Friday, November 6, 2009

The Union Forever!

Okay Maine you surprised me. You went to the polls and overrode your own legislature to take the right of marriage away from same sex couples. I thought you were so much more sensible than that. I thought you would see things the way I do; if you’re opposed to same sex marriage, don’t marry a person of the same sex. That’s simple. It’s easy to remember. You may not have entirely made up your mind about what you hope for in a spouse but you rule out anyone who has certain body parts that look pretty much like yours.

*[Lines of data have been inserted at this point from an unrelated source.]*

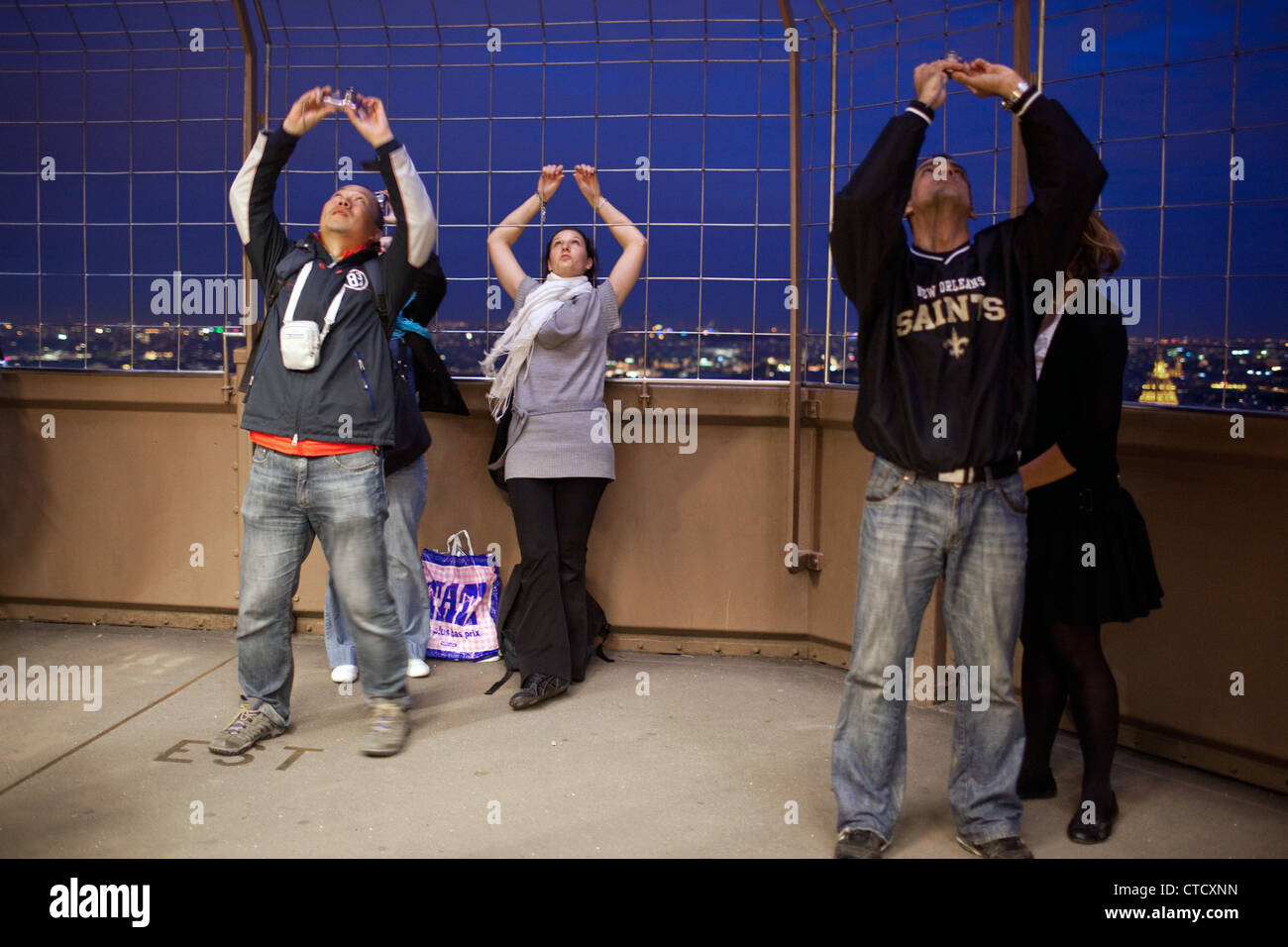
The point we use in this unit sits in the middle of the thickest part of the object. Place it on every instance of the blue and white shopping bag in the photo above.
(464, 591)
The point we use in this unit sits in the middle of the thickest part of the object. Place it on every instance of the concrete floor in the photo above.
(708, 763)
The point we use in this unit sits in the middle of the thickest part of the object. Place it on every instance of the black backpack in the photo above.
(506, 630)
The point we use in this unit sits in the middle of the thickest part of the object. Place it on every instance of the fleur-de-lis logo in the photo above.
(956, 344)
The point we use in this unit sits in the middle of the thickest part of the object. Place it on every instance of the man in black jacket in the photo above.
(320, 411)
(945, 402)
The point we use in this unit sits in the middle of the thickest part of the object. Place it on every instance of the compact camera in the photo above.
(347, 101)
(300, 343)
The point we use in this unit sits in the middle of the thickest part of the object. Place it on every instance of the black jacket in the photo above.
(349, 394)
(945, 341)
(433, 382)
(1081, 393)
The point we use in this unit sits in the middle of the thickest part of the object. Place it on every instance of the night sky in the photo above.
(146, 137)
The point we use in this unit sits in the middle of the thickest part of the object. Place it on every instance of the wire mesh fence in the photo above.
(125, 134)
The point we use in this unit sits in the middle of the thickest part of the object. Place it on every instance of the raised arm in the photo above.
(1064, 169)
(417, 228)
(634, 244)
(868, 210)
(252, 195)
(500, 241)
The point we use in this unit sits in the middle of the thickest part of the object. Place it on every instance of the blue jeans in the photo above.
(407, 489)
(913, 528)
(290, 500)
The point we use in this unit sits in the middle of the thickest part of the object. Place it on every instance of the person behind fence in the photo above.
(320, 412)
(945, 395)
(555, 347)
(407, 492)
(1090, 560)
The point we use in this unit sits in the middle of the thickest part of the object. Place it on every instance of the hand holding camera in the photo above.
(308, 111)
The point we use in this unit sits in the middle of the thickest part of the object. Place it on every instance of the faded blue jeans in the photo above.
(290, 500)
(913, 528)
(407, 491)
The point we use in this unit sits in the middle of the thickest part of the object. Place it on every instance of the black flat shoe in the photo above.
(1091, 832)
(1035, 788)
(539, 686)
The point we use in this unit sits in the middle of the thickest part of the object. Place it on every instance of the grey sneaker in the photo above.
(997, 848)
(248, 728)
(387, 729)
(859, 843)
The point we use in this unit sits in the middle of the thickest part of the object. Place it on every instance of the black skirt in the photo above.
(1090, 561)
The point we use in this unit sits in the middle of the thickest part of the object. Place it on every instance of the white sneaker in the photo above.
(417, 669)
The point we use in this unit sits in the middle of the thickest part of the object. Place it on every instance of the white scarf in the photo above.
(516, 341)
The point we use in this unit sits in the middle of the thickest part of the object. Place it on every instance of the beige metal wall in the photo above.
(687, 553)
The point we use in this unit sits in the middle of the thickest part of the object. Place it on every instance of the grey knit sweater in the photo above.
(559, 388)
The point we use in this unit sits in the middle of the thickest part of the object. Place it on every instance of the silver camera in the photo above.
(300, 343)
(347, 101)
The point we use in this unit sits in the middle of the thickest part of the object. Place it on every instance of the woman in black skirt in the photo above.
(1090, 561)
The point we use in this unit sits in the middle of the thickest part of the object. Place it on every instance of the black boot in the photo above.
(539, 686)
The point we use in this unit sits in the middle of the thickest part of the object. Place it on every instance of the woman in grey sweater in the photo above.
(553, 376)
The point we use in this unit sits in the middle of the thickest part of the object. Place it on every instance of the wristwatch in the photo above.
(1010, 102)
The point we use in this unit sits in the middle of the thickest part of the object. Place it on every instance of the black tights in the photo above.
(553, 519)
(1065, 663)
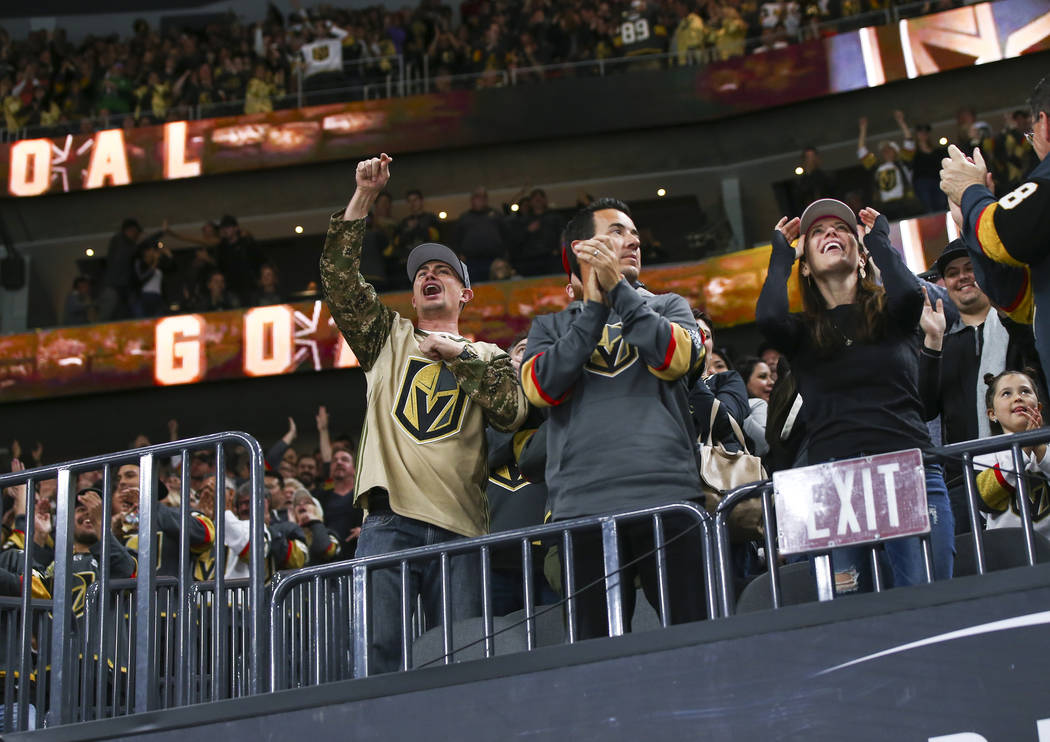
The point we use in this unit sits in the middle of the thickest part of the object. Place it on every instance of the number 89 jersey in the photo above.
(639, 34)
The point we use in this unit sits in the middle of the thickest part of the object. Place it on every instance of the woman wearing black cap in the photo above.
(856, 353)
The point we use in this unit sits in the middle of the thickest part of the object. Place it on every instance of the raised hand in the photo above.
(601, 255)
(791, 230)
(932, 321)
(374, 173)
(867, 216)
(959, 172)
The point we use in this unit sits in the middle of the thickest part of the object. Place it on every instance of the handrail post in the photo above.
(62, 623)
(613, 594)
(145, 640)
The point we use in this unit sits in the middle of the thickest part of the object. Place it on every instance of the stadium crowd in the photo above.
(234, 65)
(878, 360)
(149, 274)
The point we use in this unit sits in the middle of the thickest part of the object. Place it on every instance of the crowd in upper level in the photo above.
(234, 65)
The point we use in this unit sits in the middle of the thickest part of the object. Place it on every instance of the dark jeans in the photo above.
(508, 593)
(903, 556)
(685, 574)
(384, 531)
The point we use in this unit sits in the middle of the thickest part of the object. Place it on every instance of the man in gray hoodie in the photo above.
(615, 371)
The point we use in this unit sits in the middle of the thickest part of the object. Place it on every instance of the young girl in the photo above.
(1013, 405)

I get that there are a lot of people who feel threatened by gay marriage, but I’ve never figured out why. And I don’t think I’ve ever heard anything resembling a logical explanation either. There are those who point to the bible and say it’s prohibited there but the bible also tells us to lay off the pork chops and I don’t see any of these people trying to fire the minister who allowed the ham and bean supper in the church hall.

There are people who take the old “we’ve never done it that way here before” approach. That’s a great piece of logic that would still have us riding horses to work. You know when automobiles came along they were seen, in part, as a solution to the pollution caused by horses. Imagine the Maine Turnpike public works crews spending the whole day cleaning up road apples.

There are a lot of negative consequences from the proliferation automobiles - remember nothing causes problems like solutions. But about the only downside that I can think of as a result of the change away from the horse is we put the guys who made boot scrapers out of business.

Since my spouse is of the opposite sex and I don’t live in Maine it probably shouldn’t bother me at all but for some reason it does. So at the risk of sounding like one of those dogmatic atheists who is so strenuous in their insistence that there is no God that it becomes pretty obvious that non-belief is their religion, I’m going to make a suggestion to get all 50 states on the same page and let us worry about other things. You know, little things like two wars, a tanked economy and a health care system that isn’t a system and only works for those who are healthy.

It is time for the states, all 50 of them, to get out of the marriage business entirely.

All 50 of the 50 states are civil institutions and should recognize civil unions. Let the state of Holy Matrimony be, as it should be, the domain of religious institutions. You cover the law with a civil union you go to a religious institution to get things straightened out with the Deity. It’s a “render unto Caesar” approach that makes perfect sense to me.

This would not invalidate any existing marriage, all would automatically be recognized as Civil Unions by the states that make a distinction between Civil Union and Marriage. Whether your religious institution would recognize it is your problem, not mine. If you were married in a church I would assume you’re already covered. If not, and you wanted the sanction of religion for your union, that’s entirely between you and your clergy in the faith of your choice.

Is this idea reasonable? Definitely. Plausible? Entirely. Original? Well I can’t claim to be the only person or the first person to think of it I’m sure but it makes sense doesn’t it? Which is why I’m sure it has practically no chance. I’m sure the people who overrode the legislature would think this was somehow cheapening their marriage. And of course legislators with sense enough to do the right thing more than occasionally are in extremely short supply. But I offer it in the marketplace of ideas and you can either buy it or keep walking.